I don’t want to be one of those people who seriously uses the phrase ‘for every action there is an equal and opposite reaction.’
Those people are idiots.
Second only to people who use the phrase ‘I have a lot of time for her’ (because, hello, conceited much? Shouldn’t everyone have time for everyone?) and people who use the phrase ‘reinventing the wheel’. (Why? Just why?)
But as much as I don’t want to be one of those people who use such an unnecessarily pretentious, and falsely profound, saying – even less one of those people who actually writes it down in something that isn’t a physics essay – it’s a saying that perfectly encapsulates the point I’m trying to make here.
That when you do something, something else will happen. A chain reaction, a domino effect, a causal nexus – whatever you want to call it – there will be a result from the things you do.
Sometimes that’s a good thing. Like if you use the curling wand, you will get curly hair. Sometimes it’s a bad thing. Like if you leave said curling wand on the carpet, you will leave a burn mark (a painfully real life example that I’m still repenting for.)
But so far that’s all pretty obvious stuff. By pointing any of that out I’m not exactly reinventing the wheel, (sorry) of course there’s always going to be a result. If there wasn’t, nothing would ever happen to anybody. Hair wouldn’t get curled, carpets wouldn’t get ruined, and I wouldn’t have developed a deeply confusing love/hate relationship with a hair appliance.
Which is why I’m not here to weigh in on those good/bad consequences which are oh so obvious. I’m here to talk about the ones you might not even know about – even though they can be the most important of all.
They’re the consequences that occur in somebody else.
More specifically the ones that result from the little things that you do. Tiny actions, that seem pretty insubordinate to your day, but resonate greatly in someone else’s.
Obviously they can still be both good and bad. Every time you roll your eyes at someone, push past them, tell them their eyebrows are so totally not fleeky, you run the risk of putting the worst spin on their day. But I don’t really want to list examples like that. Instead I’d rather talk about the good examples.

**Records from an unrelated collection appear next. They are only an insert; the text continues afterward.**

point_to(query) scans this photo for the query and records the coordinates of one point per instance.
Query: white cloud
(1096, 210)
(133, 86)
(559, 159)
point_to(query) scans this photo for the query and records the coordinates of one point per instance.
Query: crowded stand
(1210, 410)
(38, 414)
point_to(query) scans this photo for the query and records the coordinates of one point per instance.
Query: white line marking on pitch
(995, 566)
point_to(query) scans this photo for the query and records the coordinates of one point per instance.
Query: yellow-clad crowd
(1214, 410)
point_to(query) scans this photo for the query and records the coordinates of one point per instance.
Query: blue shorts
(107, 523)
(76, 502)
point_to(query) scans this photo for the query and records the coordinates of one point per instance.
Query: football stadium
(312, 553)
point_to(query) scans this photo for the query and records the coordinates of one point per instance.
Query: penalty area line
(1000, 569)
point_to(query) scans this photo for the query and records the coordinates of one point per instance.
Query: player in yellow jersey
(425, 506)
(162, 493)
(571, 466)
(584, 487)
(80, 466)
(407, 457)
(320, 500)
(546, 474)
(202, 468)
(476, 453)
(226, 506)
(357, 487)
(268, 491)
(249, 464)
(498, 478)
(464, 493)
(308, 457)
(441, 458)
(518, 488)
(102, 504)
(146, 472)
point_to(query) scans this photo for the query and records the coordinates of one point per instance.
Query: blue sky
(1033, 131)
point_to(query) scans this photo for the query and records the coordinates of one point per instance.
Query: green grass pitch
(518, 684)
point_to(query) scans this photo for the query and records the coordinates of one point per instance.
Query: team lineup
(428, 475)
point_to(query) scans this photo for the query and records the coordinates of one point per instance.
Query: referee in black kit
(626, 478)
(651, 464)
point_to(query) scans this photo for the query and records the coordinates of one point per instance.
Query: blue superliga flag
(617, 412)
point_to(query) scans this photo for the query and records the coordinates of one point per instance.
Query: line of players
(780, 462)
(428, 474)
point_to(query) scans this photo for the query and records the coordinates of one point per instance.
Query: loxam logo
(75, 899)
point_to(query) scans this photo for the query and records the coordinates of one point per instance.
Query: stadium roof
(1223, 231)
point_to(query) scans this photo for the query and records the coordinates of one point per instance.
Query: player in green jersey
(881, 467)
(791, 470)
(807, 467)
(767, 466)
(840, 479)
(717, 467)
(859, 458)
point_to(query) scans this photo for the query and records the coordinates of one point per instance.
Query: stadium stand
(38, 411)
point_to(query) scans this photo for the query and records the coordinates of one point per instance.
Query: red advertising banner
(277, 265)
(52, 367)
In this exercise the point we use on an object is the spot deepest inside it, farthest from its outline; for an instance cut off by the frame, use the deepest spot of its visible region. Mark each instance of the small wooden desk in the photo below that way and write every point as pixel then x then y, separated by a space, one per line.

The ones that show how tiny acts of kindness can create real feelings of happiness.
Now I’m exceptionally blessed to be surrounded by a whole bunch of people who are experts at creating happiness. My mom sings to dementia sufferers to spark their memories, my dad empties his wallet for homeless people, my nan swears by the saying “if you do right, you go right” – their kindness knows no bounds – so it’s not like the impact of being kind is unfamiliar to me. Still, there was one example – that I heard from a special friend of mine last week – which really stuck with me.
She’s always had this unfaltering natural ability to empathise with anybody. Even perfect strangers. Which is exactly what she did when she witnessed two cruel witches unnecessarily yelling at an inoffensive older lady. (For the purposes of the story, we’ll call her Janine.) The two of them were angrily complaining to Janine – even threatening her with legal proceedings – because *ridiculous rationale alert* they weren’t happy with their swimming lessons. Seriously. They tried to ruin someone’s day over swimming lessons. (Which is basically proof that unnecessary cruelty is becoming a global pass time.)
I’m betting if most people (myself included) saw this happen the best they would do is squirm at the awkwardness, feel glad they aren’t Janine, and briefly hope that she’s okay before moving on to think about what’s for dinner. Fortunately, for Janine, my friend isn’t one of those people.
She’s someone who called the witches out on their cruelty, before following Janine to a quiet spot to make sure she was okay. She wasn’t, obviously. She’d been reduced to tears, but my friend stayed with her until she was smiling again. (Probably winning her over with a compilation of pink fluff jokes.) She passed on her contact details, because Janine was still concerned that they’d act on their threat to take legal action.
She didn’t need to do any of that. Believe me, she really didn’t need to do that. Over the last few weeks she’s had far more distress than she deserves. Everything has piled on top of her to the point where she feels as though she’s been existing in a ghostlike daze. It would have been easy for her to walk away, focusing only on her own troubles. Nobody could have blamed her for it. But she didn’t. She was kind to a perfect stranger, for no other reason than she wanted to see her smile again.
Janine – who it turns out is a Doctor, a swimmer, and an all round exciting lady – was so grateful she sent my friend an elaborate handwritten letter expressing her heartfelt gratitude for the intervention. It had meant everything to her.
It made me think, if doing something as simple as checking if someone is okay can create this kind of feeling, why don’t people do it more often?
I thought and I thought about it, but I couldn’t come up with an answer. Quite simply because there isn’t one. Not really. There’s no reason, no excuses – just one sweet, simple lesson. Be like my friend. Be kind. You never know, it just might mean everything to somebody.